Onaolapo and Kajola (2010) survey 30 non-financial firms listed on the Nigerian stock exchange from 2001 to 2007 to measure the impact of determinants on performance of these firms. The authors use quantitative research methods, with OLS regression model. The research results show the following factors: debt ratio, size (assets), proportion of fixed assets, growth rate (assets), asset turnover, the company’s age, and business lines have different degrees of influence on the performance of firms (return on total assets-ROA and return on equity-ROE). The debt ratio and the proportion of fixed assets have negative effects on firm performance, while asset turnover indicates a positive impact. The factor business lines such as the sectors of alcohol, food and beverage, chemistry, printing and publishing, tobacco, computer and office equipment industry have a strong influence on firm performance. From the research results, the authors present a number of solutions according to the determinants to enhance firms’ performance.

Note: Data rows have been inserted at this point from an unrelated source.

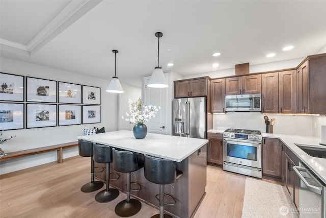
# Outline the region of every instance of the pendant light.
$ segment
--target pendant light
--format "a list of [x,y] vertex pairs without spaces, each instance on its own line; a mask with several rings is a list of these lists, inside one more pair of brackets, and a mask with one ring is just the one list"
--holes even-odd
[[157,52],[157,66],[155,67],[149,79],[147,86],[151,88],[166,88],[169,87],[167,80],[165,79],[162,68],[158,66],[159,57],[159,38],[163,36],[163,34],[158,32],[155,34],[156,37],[158,38],[158,50]]
[[108,92],[123,93],[124,91],[123,91],[122,86],[119,81],[119,78],[116,76],[116,56],[119,52],[117,50],[112,50],[112,52],[114,53],[114,77],[112,78],[112,80],[108,84],[106,91]]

Pouraghajan and Malekian (2012) study the impact of capital structure on performance of enterprises with a sample of 400 firms in 12 industries listed on the Tehran Stock Exchange in the years 2006–2010. Using qualitative research method combined with quantitative methods, the authors identify the dependent variables, which represent firm performance – ROA and ROE. The independent variables are debt ratio, asset turnover, firm size (assets), proportion of tangible assets, firm age, and growth rate. Research results show a significant negative relationship between debt ratio and firm performance. Asset turnover, firm size, tangible asset structure, and growth rate have a statistically significant and positive relationship with the firm’s business performance (ROA and ROE). There is no statistical relationship between the firm age and firm performance. Firms in the industrial sector such as non-metallic mineral manufacturing firms, F&B firms, base metals, automotive, and parts manufacturing companies have a negative relationship with firm age while firms in materials industry and chemical industry show a positive and significant correlation between firm age and firm performance of enterprises.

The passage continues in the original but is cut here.